Begriff und Grundgedanke des CISG

Das CISG (United Nations Convention on Contracts for the International Sale of Goods), im deutschsprachigen Raum häufig als UN-Kaufrecht bezeichnet, ist ein völkerrechtlicher Vertrag, der zentrale Regeln für grenzüberschreitende Kaufverträge über bewegliche Waren vereinheitlicht. Ziel ist es, den internationalen Handel zu erleichtern, Rechtsunsicherheit zu reduzieren und neutrale, weltweit anerkannte Standards für Vertragsschluss, Pflichten der Parteien und Rechtsfolgen bei Pflichtverletzungen bereitzustellen.

Anwendungsbereich und räumliche Geltung

Internationale Kaufverträge über Waren

Das CISG gilt für Verträge über den Kauf von beweglichen Sachen zwischen Parteien, deren Niederlassungen in verschiedenen Staaten liegen. Es erfasst sowohl Einmalgeschäfte als auch Rahmen- und Sukzessivlieferungsverträge, sofern der Schwerpunkt auf der Lieferung von Waren liegt.

Ausnahmen

Nicht vom CISG erfasst sind unter anderem Käufe für den persönlichen, familiären oder häuslichen Gebrauch, soweit dies erkennbar ist, sowie bestimmte Sonderfälle wie Versteigerungen oder der Erwerb von Rechten an Forderungen. Reine Dienstleistungs- oder Werkverträge fallen nicht in den Kernbereich, es sei denn, der überwiegende Teil der Pflichten besteht in der Warenlieferung.
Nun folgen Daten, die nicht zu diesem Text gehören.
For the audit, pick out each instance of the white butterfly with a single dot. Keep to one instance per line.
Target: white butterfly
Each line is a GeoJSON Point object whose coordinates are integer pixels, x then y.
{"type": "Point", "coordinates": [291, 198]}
Voraussetzungen der Internationalität

Entscheidend ist die internationale Konstellation der Vertragsparteien (Niederlassungen in verschiedenen Staaten). Das CISG findet Anwendung, wenn beide Staaten Vertragsstaaten sind oder wenn das durch die Kollisionsnormen berufene Recht eines Vertragsstaats maßgeblich ist. Der Sitz der Parteien, nicht die Staatsangehörigkeit oder der Lieferort, ist ausschlaggebend.

Verhältnis zum nationalen Recht

Stellung als Einheitsrecht

Das CISG ist Teil des anwendbaren Sachrechts, sobald seine Voraussetzungen erfüllt sind. Es ersetzt insoweit die nationalen kaufrechtlichen Vorschriften und stellt einheitliche Regeln zur Verfügung, die in sämtlichen Vertragsstaaten gelten sollen.

Ausschluss und Modifikation

Parteien können das CISG für ihren Vertrag ganz oder teilweise ausschließen oder einzelne Regeln abändern. Ein Ausschluss kann ausdrücklich erfolgen oder sich aus eindeutigen Vertragsbestimmungen ergeben, die auf eine andere Rechtsordnung abstellen. Allgemeine Hinweise auf nationales Recht genügen hierfür nicht immer, wenn nicht klar ist, dass das CISG ausgeschlossen sein soll.

Subsidiäres Recht bei Regelungslücken

Wo das CISG keine Antwort gibt und keine Auslegung anhand seiner allgemeinen Grundsätze möglich ist, wird ergänzend auf das anwendbare nationale Recht zurückgegriffen. Dieses tritt also nur dort ein, wo das CISG keine eigenständige Regelung bereithält.

Vertragsschluss und Auslegung

Angebot und Annahme

Der Vertrag kommt durch Angebot und Annahme zustande. Ein Angebot muss hinreichend bestimmt sein, insbesondere die Ware bezeichnen und den Preis direkt oder indirekt festlegen können. Die Annahme ist die rechtzeitige Zustimmung zum Angebot; Änderungen gelten grundsätzlich als Gegenangebot. Schweigen stellt in der Regel keine Annahme dar, es sei denn, Handelsbräuche oder frühere Praxis der Parteien sprechen dafür.

Formfreiheit

Das CISG sieht Formfreiheit vor. Verträge, Änderungen oder Kündigungen bedürfen keiner bestimmten Form, sofern die Parteien nicht etwas anderes vereinbart haben oder zwingende Formvorschriften des jeweils maßgeblichen Rechts eingreifen.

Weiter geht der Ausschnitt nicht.